Estos son solo algunos de los billones de detalles que hacen posible
la vida en la tierra. En definitiva, el hombre vive en un planeta perfectamente
diseñado para su supervivencia. Es ciertamente un planeta "
creado para los seres humanos".
La interpretación de las personas sobre el mundo descansa en "métodos
de pensamiento adquiridos". Ese es, el pensamiento en el cual ha
sido educado, o peor aun, la forma en que esta indoctrinado. Bajo este
pensamiento, suele rechazar todo lo mencionado como "realidades triviales".
No obstante, debe apartase de esta consideración, y comienzar a
cuestionarse sobre las condiciones que hacen posible nuestra existencia,
huyendo de los limites del actual pensamiento y comenzando a pensar en:
¿Como la atmósfera sirve como un techo protector para la
tierra?
¿Como cada una de las billones de células del cuerpo humano
conoce y ejecuta cada unas de sus tareas?

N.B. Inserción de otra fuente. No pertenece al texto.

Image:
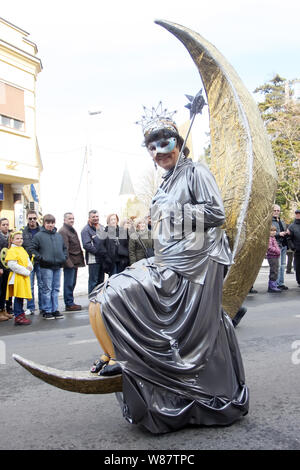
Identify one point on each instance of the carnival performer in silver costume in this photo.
(160, 322)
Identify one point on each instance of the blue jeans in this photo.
(96, 276)
(70, 278)
(282, 264)
(18, 306)
(35, 272)
(50, 289)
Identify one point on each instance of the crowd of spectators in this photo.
(108, 250)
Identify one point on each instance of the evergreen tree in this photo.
(282, 120)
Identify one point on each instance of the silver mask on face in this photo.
(161, 146)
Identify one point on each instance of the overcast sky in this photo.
(112, 57)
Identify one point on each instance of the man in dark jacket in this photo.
(32, 228)
(93, 236)
(50, 251)
(281, 238)
(74, 261)
(294, 237)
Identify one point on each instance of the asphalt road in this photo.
(34, 415)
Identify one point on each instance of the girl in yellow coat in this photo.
(18, 284)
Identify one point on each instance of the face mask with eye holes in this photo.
(161, 146)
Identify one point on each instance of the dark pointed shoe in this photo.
(110, 370)
(240, 313)
(98, 365)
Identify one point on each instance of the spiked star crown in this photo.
(155, 119)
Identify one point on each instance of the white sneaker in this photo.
(29, 312)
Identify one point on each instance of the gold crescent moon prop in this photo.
(72, 381)
(244, 167)
(241, 160)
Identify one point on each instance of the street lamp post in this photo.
(89, 159)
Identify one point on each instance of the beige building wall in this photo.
(20, 161)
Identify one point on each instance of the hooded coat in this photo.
(49, 249)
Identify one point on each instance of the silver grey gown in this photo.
(178, 350)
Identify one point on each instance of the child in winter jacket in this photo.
(273, 255)
(18, 284)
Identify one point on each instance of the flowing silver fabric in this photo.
(177, 348)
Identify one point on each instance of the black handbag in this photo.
(149, 252)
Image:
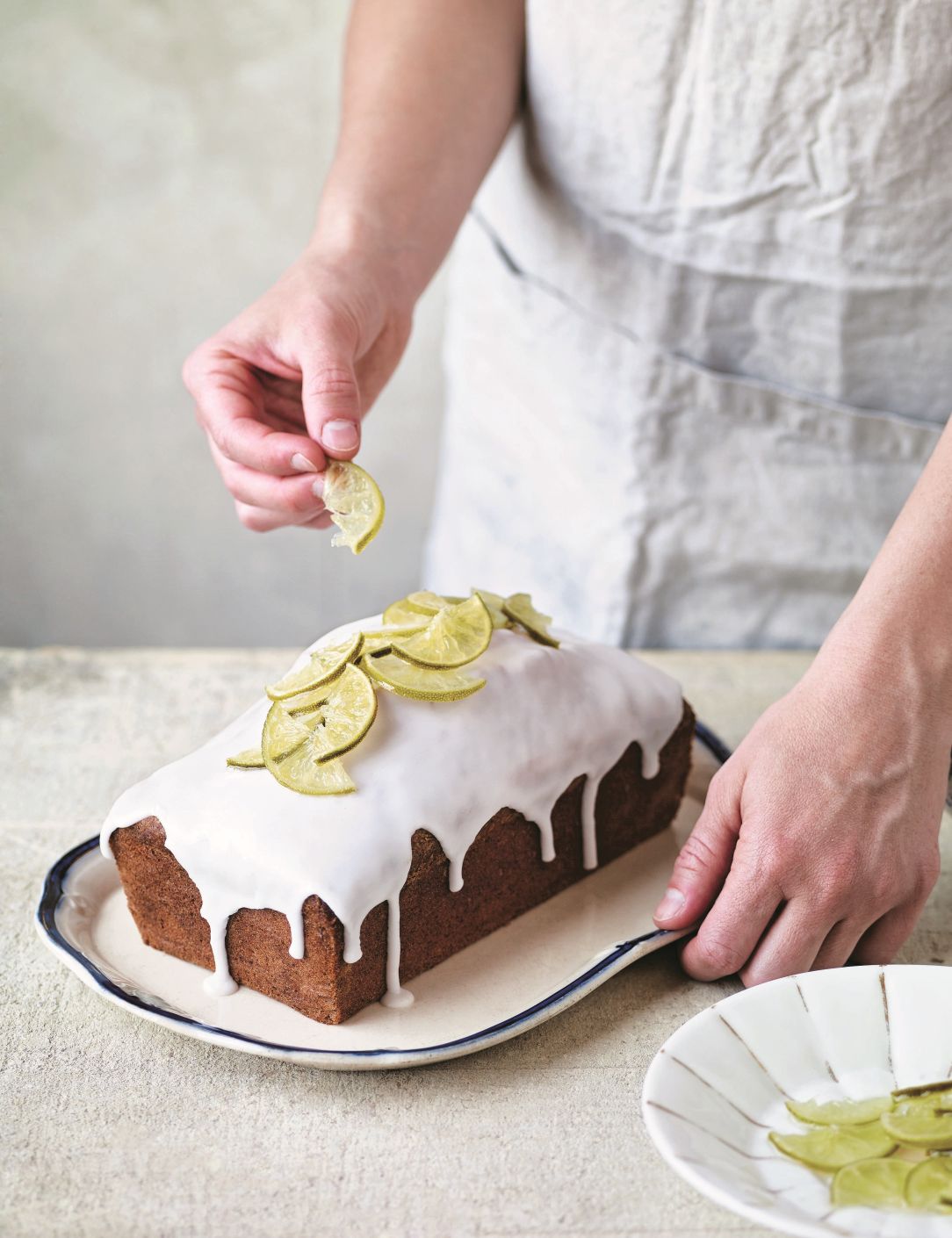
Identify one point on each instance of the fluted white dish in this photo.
(718, 1087)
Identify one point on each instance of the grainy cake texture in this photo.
(504, 875)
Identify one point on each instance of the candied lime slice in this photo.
(919, 1126)
(301, 773)
(249, 759)
(325, 665)
(399, 615)
(936, 1095)
(426, 601)
(494, 606)
(928, 1187)
(872, 1184)
(292, 754)
(840, 1113)
(419, 684)
(519, 608)
(354, 503)
(381, 642)
(455, 636)
(327, 722)
(833, 1147)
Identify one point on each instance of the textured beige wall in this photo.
(165, 165)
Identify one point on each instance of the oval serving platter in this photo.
(511, 981)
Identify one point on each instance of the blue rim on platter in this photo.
(612, 961)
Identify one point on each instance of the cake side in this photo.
(504, 875)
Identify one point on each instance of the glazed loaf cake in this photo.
(328, 904)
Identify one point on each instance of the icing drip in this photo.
(545, 717)
(589, 841)
(395, 996)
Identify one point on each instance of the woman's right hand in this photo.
(284, 386)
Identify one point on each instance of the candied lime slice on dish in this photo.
(937, 1096)
(401, 615)
(872, 1184)
(420, 684)
(425, 601)
(354, 503)
(919, 1126)
(249, 759)
(519, 608)
(494, 606)
(928, 1187)
(830, 1148)
(840, 1113)
(323, 666)
(381, 642)
(453, 637)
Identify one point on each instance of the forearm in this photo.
(901, 615)
(431, 88)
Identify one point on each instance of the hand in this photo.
(284, 386)
(819, 842)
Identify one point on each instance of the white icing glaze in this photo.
(544, 717)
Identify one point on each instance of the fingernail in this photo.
(670, 905)
(341, 436)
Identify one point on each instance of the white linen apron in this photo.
(701, 317)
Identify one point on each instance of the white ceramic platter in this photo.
(719, 1084)
(503, 986)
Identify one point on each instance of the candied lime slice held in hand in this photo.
(519, 608)
(354, 503)
(930, 1185)
(872, 1184)
(419, 684)
(830, 1148)
(249, 759)
(915, 1124)
(840, 1113)
(456, 636)
(323, 666)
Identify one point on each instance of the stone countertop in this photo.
(123, 1128)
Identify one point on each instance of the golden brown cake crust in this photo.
(503, 876)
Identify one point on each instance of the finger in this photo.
(732, 929)
(704, 860)
(790, 945)
(295, 497)
(230, 407)
(840, 944)
(322, 522)
(262, 520)
(880, 944)
(331, 395)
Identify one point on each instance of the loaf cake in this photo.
(465, 816)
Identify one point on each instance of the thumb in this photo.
(704, 860)
(331, 396)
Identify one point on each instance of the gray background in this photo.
(163, 168)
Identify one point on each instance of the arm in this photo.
(431, 88)
(819, 839)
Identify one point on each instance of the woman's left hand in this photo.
(819, 842)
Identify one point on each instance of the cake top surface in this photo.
(544, 717)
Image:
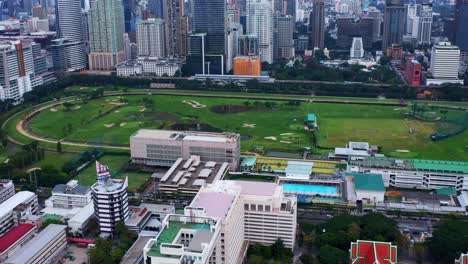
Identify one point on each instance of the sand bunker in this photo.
(194, 104)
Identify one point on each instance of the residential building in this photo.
(68, 20)
(43, 248)
(110, 197)
(68, 55)
(106, 29)
(15, 239)
(164, 147)
(7, 190)
(151, 38)
(372, 252)
(357, 49)
(260, 24)
(283, 37)
(445, 61)
(247, 65)
(186, 177)
(461, 20)
(413, 71)
(71, 195)
(20, 204)
(394, 23)
(317, 25)
(414, 173)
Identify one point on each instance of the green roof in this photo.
(367, 181)
(441, 165)
(311, 118)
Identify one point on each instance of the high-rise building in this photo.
(110, 199)
(68, 55)
(176, 28)
(445, 61)
(394, 23)
(68, 19)
(283, 40)
(209, 16)
(425, 24)
(357, 48)
(106, 29)
(461, 20)
(260, 24)
(317, 25)
(151, 38)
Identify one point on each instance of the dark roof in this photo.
(79, 190)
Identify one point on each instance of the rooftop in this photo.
(35, 245)
(367, 181)
(15, 234)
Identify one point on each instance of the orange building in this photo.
(247, 65)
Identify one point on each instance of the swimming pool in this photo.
(312, 189)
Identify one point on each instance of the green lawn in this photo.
(385, 126)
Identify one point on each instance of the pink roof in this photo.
(216, 204)
(15, 234)
(257, 188)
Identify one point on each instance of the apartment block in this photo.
(164, 147)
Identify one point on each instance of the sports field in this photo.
(274, 125)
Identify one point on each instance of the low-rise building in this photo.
(16, 238)
(186, 177)
(43, 248)
(15, 207)
(163, 147)
(7, 190)
(70, 195)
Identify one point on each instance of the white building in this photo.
(15, 207)
(151, 38)
(445, 62)
(7, 190)
(70, 195)
(419, 174)
(260, 24)
(43, 248)
(110, 199)
(164, 147)
(357, 48)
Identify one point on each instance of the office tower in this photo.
(357, 48)
(248, 45)
(445, 61)
(151, 38)
(68, 19)
(366, 27)
(176, 28)
(461, 22)
(106, 28)
(110, 200)
(425, 24)
(260, 23)
(68, 55)
(209, 17)
(394, 23)
(283, 40)
(317, 25)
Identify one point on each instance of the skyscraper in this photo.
(209, 17)
(394, 23)
(151, 38)
(317, 25)
(106, 28)
(461, 22)
(68, 19)
(260, 24)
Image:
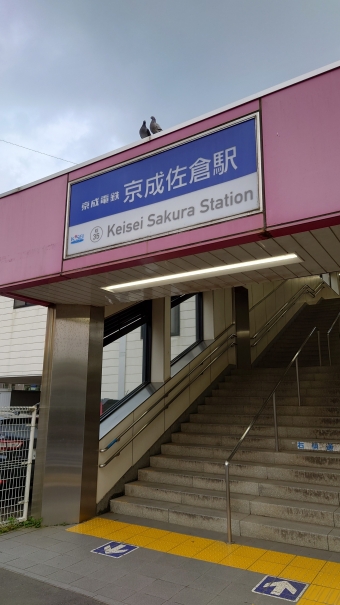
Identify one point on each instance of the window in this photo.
(18, 304)
(126, 355)
(186, 324)
(175, 321)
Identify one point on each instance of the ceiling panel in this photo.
(320, 251)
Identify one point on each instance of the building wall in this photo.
(187, 322)
(22, 338)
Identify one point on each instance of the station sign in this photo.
(211, 178)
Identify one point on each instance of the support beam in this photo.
(242, 327)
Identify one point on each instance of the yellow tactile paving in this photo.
(261, 566)
(323, 576)
(216, 552)
(281, 558)
(299, 574)
(190, 547)
(319, 594)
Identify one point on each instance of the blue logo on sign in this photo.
(281, 588)
(76, 239)
(114, 549)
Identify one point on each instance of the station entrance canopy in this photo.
(254, 181)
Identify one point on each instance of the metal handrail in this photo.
(246, 432)
(117, 439)
(328, 337)
(283, 310)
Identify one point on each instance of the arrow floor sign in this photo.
(289, 590)
(114, 549)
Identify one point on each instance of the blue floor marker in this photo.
(114, 549)
(280, 588)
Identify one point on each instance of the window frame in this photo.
(121, 324)
(175, 302)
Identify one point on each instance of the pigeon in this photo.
(154, 127)
(144, 131)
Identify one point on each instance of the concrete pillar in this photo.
(65, 478)
(161, 340)
(242, 327)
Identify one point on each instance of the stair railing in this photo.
(272, 396)
(328, 337)
(306, 289)
(165, 395)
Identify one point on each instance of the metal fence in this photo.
(18, 427)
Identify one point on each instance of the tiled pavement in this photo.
(152, 576)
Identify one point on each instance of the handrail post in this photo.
(319, 347)
(297, 379)
(227, 484)
(329, 349)
(275, 424)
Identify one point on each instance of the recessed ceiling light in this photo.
(251, 265)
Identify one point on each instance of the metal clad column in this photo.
(65, 482)
(242, 327)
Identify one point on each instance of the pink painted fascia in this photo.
(179, 244)
(32, 231)
(301, 150)
(153, 144)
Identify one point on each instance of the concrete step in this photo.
(237, 399)
(289, 532)
(300, 458)
(247, 468)
(279, 530)
(301, 433)
(252, 486)
(229, 441)
(305, 512)
(289, 391)
(211, 499)
(266, 419)
(282, 410)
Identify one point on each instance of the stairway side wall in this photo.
(265, 310)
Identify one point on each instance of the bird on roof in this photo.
(144, 131)
(154, 127)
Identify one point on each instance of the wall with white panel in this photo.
(22, 339)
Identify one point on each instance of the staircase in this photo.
(292, 496)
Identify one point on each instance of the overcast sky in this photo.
(77, 77)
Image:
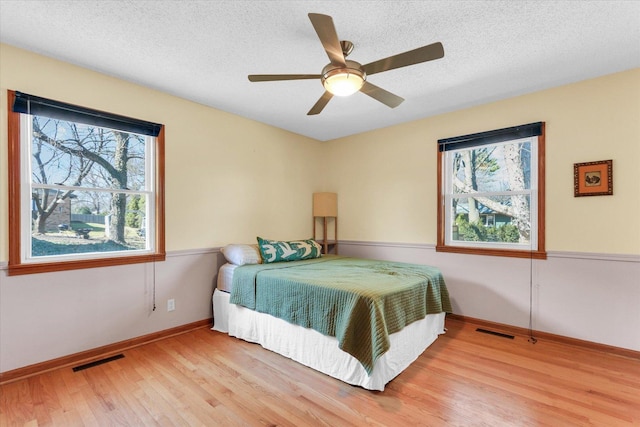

¿Como es posible el extraordinario balance ecológico existente
en la tierra?
La persona que intenta dar respuesta a estas cuestiones esta en el camino
correcto. No permanece insensible a las cosas que suceden a su alrededor,
y no se siente ignorante ante la extraordinaria naturaleza del mundo,
la persona que se autocuestiona, que reflexiona e intenta responder a
estas cuestiones y lo hace sobre cada aspecto del planeta, comprueba que
el plan y el orden descansan en:
¿Como fue posible el orden perfecto de todo para que el universo
comenzase a existir?
¿Quien provee a este mundo este delicado balance?
¿Quien creó e hizo emerger en la naturaleza los increiblemente
diversificados, seres vivos?
Cada detalle, la excelente estructura del ala de un insecto, el sistema
que permite a un arbol llevar toneladas de agua hasta la mas alta de sus
ramas, el orden de las plantas, y la proporción de gases en la
atmósfera, son ejemplos únicos de perfección.
En cada detalle de la infinita variedad de este mundo, el hombre encuentra
a su Creador. Dios, el dueño de todo el Universo. Él mismo,
introduce al hombre a través de su perfecto diseño en Su
creación. Todo a nuestro alrededor, los pajaros volando, nuestros
latidos del corazón, el nacimiento de un niño o la existencia
del sol en el cielo, manifiesta el poder de Dios y su creación.
Y el hombre lo que debe hacer es comprender este hecho.
Comprender el hecho de que en la existencia todo ha sido creado. Y una
persona inteligente comprueba el diseño y sabiduria existente en
cada detalle de la infinita variedad del mundo. Esto le lleva al reconocimiento
del Creador.
No ignores por tanto, que todo ser vivo, viviente o no viviente, demuestra
la existencia de Dios. Mira a tu alrededor y procura apreciar de la mejor
manera la eternal grandeza de Dios.
La existencia de Dios es obvia. Ignorarlo, sera el comienzo del mayor
de los daños que nos podemos hacer. Simplemente porque Dios en
si, no necesita nada. El es el Único que demuestra Su grandeza
en todas las cosas, en todas las formas.
Dios es el dueño de todo, desde los cielos hasta la tierra. El
Corán nos enseña los atributos de Dios:
Allah, no hay dios sino El, el Viviente, el
Sustentador. Ni la somnolencia ni el sueño Le afectan. Suyo es
cuanto hay en los cielos y cuanto hay en la tierra. Quien puede interceder
por alguien ante El, si no es con Su permiso? Sabe lo que hay ante ellos
y lo que hay tras ellos, y no abarcan nada de su conocimiento a menos
que El quiera.
El escabel de Su trono abarca los cielos y la tierra y no le causa fatiga
mantenerlos. El es el Elevado, el Inmenso. (Sura Vaca 255).